React and Vue components, or jQuery plugins? Not vanilla JS because they don’t work unless you have React or Vue or jQuery, too. Dinero.js? That’s vanilla JS.

Yes, it becomes a dependency for your project, but it has no underlying dependencies. You can drop it into any project, using any framework or library (or none at all) and it would still work.

You lean on solutions people have come up with before you and still code in vanilla JS. It’s not some hero’s quest to do it all yourself.

Libraries and frameworks bring their own issues

Popular libraries and frameworks come with a benefit: lots of people use them, find bugs, report them, and push patches and fixes.

But that doesn’t mean they’re somehow “less dangerous” than vanilla JS.

As we already discussed, you can use popular vanilla JS plugins that have lots of support and bug fixes. They’re no less robust than a framework or library.

But frameworks also come with their own dangers: fragility and performance.

The more JS you use, the slower and more fragile your app is. Period.

Frameworks slow down your first render. They cripple older devices and run badly on slower networks. If they take too long, they timeout and stop working entirely (that’s all JS, but more JS means it’s more likely to happen).

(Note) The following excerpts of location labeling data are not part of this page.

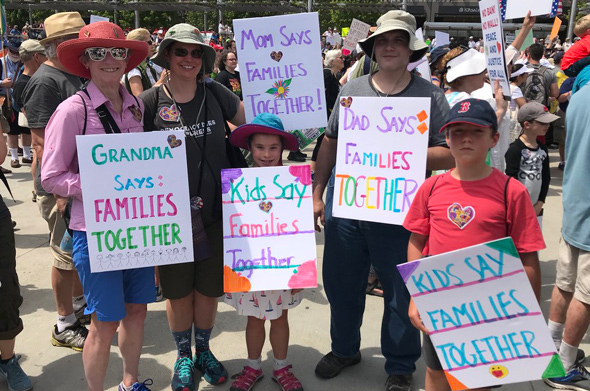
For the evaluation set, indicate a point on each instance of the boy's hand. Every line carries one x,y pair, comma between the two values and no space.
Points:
415,317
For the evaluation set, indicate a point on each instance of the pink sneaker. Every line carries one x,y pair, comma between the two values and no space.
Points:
286,379
246,379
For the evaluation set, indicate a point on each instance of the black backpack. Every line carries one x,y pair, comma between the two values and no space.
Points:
535,89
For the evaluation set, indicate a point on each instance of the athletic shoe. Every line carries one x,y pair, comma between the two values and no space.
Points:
577,379
211,368
398,383
72,337
15,376
183,378
246,379
286,379
82,318
137,386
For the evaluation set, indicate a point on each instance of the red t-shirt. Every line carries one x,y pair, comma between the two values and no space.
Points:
576,52
460,214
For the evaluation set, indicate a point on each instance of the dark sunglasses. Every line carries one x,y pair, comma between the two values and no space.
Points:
182,52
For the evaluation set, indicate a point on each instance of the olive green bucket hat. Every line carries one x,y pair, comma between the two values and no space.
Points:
185,33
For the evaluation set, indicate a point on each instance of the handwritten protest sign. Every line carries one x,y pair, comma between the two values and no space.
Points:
358,30
269,239
281,69
483,317
493,38
136,199
519,8
381,157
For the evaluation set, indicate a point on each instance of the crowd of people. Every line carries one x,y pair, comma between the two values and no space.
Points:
483,151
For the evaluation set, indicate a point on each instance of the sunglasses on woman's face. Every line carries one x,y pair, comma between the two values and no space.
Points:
182,52
99,54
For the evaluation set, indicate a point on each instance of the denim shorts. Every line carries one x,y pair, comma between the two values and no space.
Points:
107,292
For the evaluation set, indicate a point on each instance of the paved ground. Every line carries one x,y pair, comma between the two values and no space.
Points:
52,368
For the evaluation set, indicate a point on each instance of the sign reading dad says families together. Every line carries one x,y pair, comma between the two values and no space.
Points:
483,317
136,199
280,69
381,157
269,239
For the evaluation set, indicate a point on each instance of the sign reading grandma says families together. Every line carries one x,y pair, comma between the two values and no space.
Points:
493,37
483,317
269,239
381,157
281,69
136,199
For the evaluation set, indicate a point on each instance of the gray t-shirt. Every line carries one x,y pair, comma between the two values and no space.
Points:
47,88
417,88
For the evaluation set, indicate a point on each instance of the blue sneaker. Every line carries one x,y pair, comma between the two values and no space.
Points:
211,368
183,378
137,386
15,376
577,379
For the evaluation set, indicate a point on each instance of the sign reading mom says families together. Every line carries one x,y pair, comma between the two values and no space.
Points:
269,238
136,199
381,157
280,69
483,317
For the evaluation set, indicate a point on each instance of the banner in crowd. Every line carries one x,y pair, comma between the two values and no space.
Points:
281,69
358,30
268,229
493,41
136,199
381,158
482,315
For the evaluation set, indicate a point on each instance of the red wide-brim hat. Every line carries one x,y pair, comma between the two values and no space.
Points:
103,35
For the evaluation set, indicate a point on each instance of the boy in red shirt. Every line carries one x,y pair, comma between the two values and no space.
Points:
471,204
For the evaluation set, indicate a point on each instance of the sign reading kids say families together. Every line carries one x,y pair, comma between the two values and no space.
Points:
136,199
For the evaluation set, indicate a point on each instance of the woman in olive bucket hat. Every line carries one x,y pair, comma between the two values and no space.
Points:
346,267
199,106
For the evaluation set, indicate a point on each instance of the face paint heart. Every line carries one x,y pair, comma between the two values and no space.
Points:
276,56
460,216
265,206
346,102
173,142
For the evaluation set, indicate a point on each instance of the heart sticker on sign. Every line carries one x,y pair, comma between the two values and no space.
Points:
276,56
265,206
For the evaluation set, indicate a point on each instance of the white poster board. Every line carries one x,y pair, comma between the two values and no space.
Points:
483,317
519,8
493,41
268,229
358,30
136,199
381,157
281,69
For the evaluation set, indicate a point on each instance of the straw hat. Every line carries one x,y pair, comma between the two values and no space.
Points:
99,34
62,24
396,20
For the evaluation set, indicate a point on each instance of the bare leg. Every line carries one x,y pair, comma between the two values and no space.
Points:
131,341
255,336
96,352
279,336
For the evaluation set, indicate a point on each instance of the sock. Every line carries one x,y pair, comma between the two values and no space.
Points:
280,364
202,339
65,321
567,353
556,331
183,342
255,364
78,302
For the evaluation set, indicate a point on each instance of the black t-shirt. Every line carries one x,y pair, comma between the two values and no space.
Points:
231,81
220,105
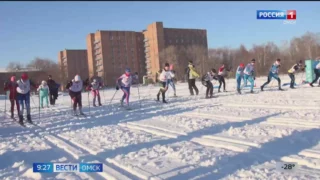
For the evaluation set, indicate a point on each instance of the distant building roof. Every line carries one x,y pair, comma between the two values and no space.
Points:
4,70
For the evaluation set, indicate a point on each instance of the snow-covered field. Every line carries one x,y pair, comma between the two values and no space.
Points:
228,137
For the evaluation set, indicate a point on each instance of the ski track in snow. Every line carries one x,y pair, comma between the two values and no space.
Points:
228,137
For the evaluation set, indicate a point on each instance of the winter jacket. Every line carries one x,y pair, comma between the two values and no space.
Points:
52,85
44,90
318,65
165,75
125,80
208,77
12,87
75,86
222,71
274,68
95,85
192,74
239,71
249,69
24,87
294,68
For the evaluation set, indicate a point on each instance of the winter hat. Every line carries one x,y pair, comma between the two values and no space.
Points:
77,78
24,76
127,70
13,78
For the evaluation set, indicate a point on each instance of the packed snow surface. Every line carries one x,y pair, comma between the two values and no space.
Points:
230,136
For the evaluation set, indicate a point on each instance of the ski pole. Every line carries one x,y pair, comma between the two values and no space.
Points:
301,76
39,106
5,103
33,101
112,98
89,101
139,92
104,97
71,106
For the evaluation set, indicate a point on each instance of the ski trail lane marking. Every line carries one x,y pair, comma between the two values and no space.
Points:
272,106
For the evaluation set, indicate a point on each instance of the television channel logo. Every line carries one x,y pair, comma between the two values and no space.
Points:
289,16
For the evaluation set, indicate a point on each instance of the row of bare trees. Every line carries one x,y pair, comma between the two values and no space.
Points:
299,48
43,64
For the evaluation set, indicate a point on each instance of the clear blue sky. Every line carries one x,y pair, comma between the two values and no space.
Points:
41,29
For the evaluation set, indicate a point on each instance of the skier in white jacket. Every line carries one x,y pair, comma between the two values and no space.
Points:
163,80
75,88
23,96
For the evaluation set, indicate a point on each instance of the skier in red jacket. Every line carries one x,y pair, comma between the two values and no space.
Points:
12,87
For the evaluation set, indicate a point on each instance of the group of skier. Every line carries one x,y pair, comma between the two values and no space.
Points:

And sites built with frameworks are more likely to have accessibility issues, too.

Vanilla JS is resilient

Vanilla JS isn’t a dangerous road. It’s a resilient one.

There are valid reasons to use a framework. But it should be the choice of last resort, not first.

Vanilla JS is more performant than frameworks. It’s powerful. It does a lot out-of-the-box. It doesn’t lock you in to one tool forever unless you want to completely “redesign all the things.”

Vanilla JS is a modern, sensible approach to web development.